L’ancienne maire d’Arcadia, en Californie, a reconnu avoir agi illégalement comme agent de la Chine, selon les autorités américaines. Eileen Wang, qui a dirigé cette riche banlieue de Los Angeles, a accepté de plaider coupable à un chef d’accusation lié à une activité menée pour le compte d’un gouvernement étranger sans en informer Washington.
Le ministère américain de la Justice a précisé lundi que les faits reprochés s’étendent de la fin de l’année 2020 à 2022. D’après l’accusation, Wang a participé à la promotion de contenus favorables à Pékin tout en laissant croire qu’elle agissait dans le cadre d’une simple activité médiatique destinée aux Sino-Américains.
Âgée de 58 ans, l’ex-élue aurait notamment exploité un site nommé US News Center.

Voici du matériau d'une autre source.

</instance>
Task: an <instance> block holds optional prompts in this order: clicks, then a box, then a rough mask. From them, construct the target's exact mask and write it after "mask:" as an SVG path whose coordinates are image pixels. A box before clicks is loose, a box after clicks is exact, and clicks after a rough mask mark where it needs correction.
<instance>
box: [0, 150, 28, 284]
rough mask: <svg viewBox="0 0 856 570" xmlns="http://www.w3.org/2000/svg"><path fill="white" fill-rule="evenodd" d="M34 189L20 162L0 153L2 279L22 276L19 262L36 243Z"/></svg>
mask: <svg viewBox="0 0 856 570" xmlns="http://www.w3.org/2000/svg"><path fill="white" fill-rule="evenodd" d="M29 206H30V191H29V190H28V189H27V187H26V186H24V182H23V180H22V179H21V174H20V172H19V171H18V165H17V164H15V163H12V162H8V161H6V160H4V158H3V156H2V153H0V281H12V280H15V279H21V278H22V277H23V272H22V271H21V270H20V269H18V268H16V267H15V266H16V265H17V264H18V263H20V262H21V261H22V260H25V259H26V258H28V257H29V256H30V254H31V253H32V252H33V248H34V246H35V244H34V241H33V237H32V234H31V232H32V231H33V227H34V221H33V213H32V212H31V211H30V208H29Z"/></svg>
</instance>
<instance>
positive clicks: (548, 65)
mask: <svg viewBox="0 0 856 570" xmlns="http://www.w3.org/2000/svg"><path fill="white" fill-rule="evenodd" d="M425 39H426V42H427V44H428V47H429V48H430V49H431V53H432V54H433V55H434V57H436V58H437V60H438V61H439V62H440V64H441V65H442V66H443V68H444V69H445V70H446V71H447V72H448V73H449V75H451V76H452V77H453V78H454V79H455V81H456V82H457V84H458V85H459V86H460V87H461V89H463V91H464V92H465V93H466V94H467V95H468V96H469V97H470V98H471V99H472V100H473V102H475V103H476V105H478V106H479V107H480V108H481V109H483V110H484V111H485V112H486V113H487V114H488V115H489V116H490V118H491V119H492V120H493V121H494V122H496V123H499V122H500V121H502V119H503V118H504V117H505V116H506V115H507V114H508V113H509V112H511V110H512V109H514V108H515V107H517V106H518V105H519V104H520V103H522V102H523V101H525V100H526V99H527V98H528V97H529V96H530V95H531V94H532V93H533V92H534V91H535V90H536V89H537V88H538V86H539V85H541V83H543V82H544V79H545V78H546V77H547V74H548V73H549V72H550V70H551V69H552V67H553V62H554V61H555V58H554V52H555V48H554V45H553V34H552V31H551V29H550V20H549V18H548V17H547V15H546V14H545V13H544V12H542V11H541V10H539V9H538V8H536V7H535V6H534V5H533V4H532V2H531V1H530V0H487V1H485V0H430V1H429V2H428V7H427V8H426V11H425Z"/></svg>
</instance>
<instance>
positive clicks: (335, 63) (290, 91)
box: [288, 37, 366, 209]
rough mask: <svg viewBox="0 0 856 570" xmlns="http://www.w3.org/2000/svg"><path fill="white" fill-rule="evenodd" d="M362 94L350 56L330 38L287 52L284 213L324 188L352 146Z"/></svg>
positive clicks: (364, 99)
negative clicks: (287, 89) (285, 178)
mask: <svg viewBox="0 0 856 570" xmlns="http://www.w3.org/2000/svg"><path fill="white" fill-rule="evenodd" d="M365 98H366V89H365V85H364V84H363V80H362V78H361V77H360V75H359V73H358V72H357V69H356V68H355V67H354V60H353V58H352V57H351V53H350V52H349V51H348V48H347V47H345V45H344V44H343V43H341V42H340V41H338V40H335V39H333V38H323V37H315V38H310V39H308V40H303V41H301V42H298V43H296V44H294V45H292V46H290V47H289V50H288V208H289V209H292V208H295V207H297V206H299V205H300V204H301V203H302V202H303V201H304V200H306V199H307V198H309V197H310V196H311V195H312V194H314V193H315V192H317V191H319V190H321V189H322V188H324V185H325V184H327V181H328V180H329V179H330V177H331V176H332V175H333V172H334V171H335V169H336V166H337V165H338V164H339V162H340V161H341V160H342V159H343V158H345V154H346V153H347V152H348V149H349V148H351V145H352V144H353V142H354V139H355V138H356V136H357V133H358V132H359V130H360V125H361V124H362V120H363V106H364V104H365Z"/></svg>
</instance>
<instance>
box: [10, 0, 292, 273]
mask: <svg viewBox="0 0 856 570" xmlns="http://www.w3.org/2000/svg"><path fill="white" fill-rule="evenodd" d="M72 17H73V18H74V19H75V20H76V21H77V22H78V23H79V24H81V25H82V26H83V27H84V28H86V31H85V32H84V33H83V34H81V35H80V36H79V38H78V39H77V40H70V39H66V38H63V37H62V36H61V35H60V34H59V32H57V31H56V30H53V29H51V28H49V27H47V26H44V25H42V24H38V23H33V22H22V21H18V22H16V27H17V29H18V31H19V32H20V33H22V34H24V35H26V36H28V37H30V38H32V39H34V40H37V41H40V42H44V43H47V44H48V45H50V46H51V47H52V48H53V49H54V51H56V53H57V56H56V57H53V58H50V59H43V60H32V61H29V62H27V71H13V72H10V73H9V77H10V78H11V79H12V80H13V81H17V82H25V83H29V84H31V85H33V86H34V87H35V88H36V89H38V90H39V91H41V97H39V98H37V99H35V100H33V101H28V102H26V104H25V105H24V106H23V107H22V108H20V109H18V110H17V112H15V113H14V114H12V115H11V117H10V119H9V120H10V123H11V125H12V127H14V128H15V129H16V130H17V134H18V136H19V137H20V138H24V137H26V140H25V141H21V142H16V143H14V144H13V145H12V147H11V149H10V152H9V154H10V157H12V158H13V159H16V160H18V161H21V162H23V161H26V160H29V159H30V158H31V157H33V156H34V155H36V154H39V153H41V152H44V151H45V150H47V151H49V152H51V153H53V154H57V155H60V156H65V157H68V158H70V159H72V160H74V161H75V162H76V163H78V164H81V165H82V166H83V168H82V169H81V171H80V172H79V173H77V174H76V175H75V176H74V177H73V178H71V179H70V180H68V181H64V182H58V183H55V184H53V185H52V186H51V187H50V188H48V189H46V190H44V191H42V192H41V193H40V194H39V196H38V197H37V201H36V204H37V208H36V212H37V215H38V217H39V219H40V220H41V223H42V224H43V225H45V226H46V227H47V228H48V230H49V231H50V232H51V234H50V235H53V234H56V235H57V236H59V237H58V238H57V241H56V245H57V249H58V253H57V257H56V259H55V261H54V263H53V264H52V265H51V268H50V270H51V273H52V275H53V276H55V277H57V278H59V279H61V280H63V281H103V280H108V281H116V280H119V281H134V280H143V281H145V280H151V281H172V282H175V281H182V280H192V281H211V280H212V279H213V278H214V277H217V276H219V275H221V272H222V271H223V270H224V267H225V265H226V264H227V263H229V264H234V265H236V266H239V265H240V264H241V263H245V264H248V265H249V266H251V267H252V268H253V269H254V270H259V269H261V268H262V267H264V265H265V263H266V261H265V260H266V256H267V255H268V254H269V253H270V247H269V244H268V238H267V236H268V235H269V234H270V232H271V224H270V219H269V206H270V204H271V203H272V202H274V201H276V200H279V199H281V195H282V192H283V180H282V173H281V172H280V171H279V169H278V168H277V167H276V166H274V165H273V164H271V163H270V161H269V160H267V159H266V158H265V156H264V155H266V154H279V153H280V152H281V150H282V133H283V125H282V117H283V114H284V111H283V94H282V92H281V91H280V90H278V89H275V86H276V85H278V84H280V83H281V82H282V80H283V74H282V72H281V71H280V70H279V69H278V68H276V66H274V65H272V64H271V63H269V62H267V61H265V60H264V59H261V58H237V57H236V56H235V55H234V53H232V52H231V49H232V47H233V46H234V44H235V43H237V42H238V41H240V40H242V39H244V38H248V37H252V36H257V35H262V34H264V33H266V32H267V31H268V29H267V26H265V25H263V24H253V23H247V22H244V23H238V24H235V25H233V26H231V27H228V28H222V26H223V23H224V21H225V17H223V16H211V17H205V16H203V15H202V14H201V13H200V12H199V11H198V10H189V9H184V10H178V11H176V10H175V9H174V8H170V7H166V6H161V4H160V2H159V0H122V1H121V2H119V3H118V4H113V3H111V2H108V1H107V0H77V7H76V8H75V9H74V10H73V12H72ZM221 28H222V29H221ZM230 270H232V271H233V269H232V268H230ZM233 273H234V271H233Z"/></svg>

Cette plateforme publiait des contenus soutenant la République populaire de Chine, tout en se présentant comme un média d’information destiné à la communauté chinoise aux États-Unis. Les procureurs estiment que cette vitrine servait en réalité à relayer de la propagande pro-Pékin.
Les autorités affirment également que Wang a republié un essai rédigé par un responsable chinois, texte dans lequel étaient rejetées les accusations de génocide visant Pékin au sujet de la minorité ouïghoure dans la région du Xinjiang, à l’ouest de la Chine. Cette région est au cœur de nombreuses critiques internationales sur la politique menée par les autorités chinoises.
Wang aurait travaillé avec Yaoning Sun, un homme résidant en Californie, condamné à quatre ans de prison après avoir plaidé coupable en octobre 2025 pour avoir agi comme agent illégal d’un gouvernement étranger, selon les procureurs américains. L’affaire met en lumière l’attention croissante des États-Unis sur les activités d’influence liées à Pékin.
Dans un communiqué publié sur le site de la ville d’Arcadia, Wang a annoncé sa démission lundi. Elle encourt une peine maximale de dix ans de prison. Ses avocats ont indiqué qu’elle souhaitait présenter ses excuses pour les erreurs commises dans sa vie personnelle.
Ils ont toutefois insisté sur le fait que les faits reprochés concernaient, selon eux, sa sphère privée et non son exercice en tant qu’élue locale. « Son amour et son dévouement pour la communauté d’Arcadia n’ont pas changé », ont-ils affirmé, en demandant la compréhension et le soutien des habitants.
Du côté de l’administration américaine, le ton est nettement plus ferme. John A. Eisenberg, procureur général adjoint chargé de la sécurité nationale, a exprimé sa vive préoccupation, estimant que les personnes élues aux États-Unis doivent agir uniquement dans l’intérêt de ceux qu’elles représentent.
Il a jugé particulièrement troublant qu’une personne ayant reçu et exécuté des instructions de responsables du gouvernement chinois puisse occuper une fonction de confiance publique sans que cette relation n’ait jamais été révélée.
L’ambassade de Chine à Washington n’a pas répondu immédiatement aux sollicitations de la presse. Cette procédure intervient alors que les relations sino-américaines restent marquées par les tensions commerciales, les questions de sécurité nationale et le dossier de Taïwan.
Elle survient aussi à la veille d’une rencontre entre Donald Trump et Xi Jinping à Pékin, un sommet qui doit porter notamment sur la guerre entre les États-Unis et l’Iran, les échanges commerciaux et la situation de Taïwan. Les deux dirigeants avaient déjà convenu, lors d’une réunion en Corée du Sud en octobre dernier, d’une suspension d’un an de leur guerre commerciale.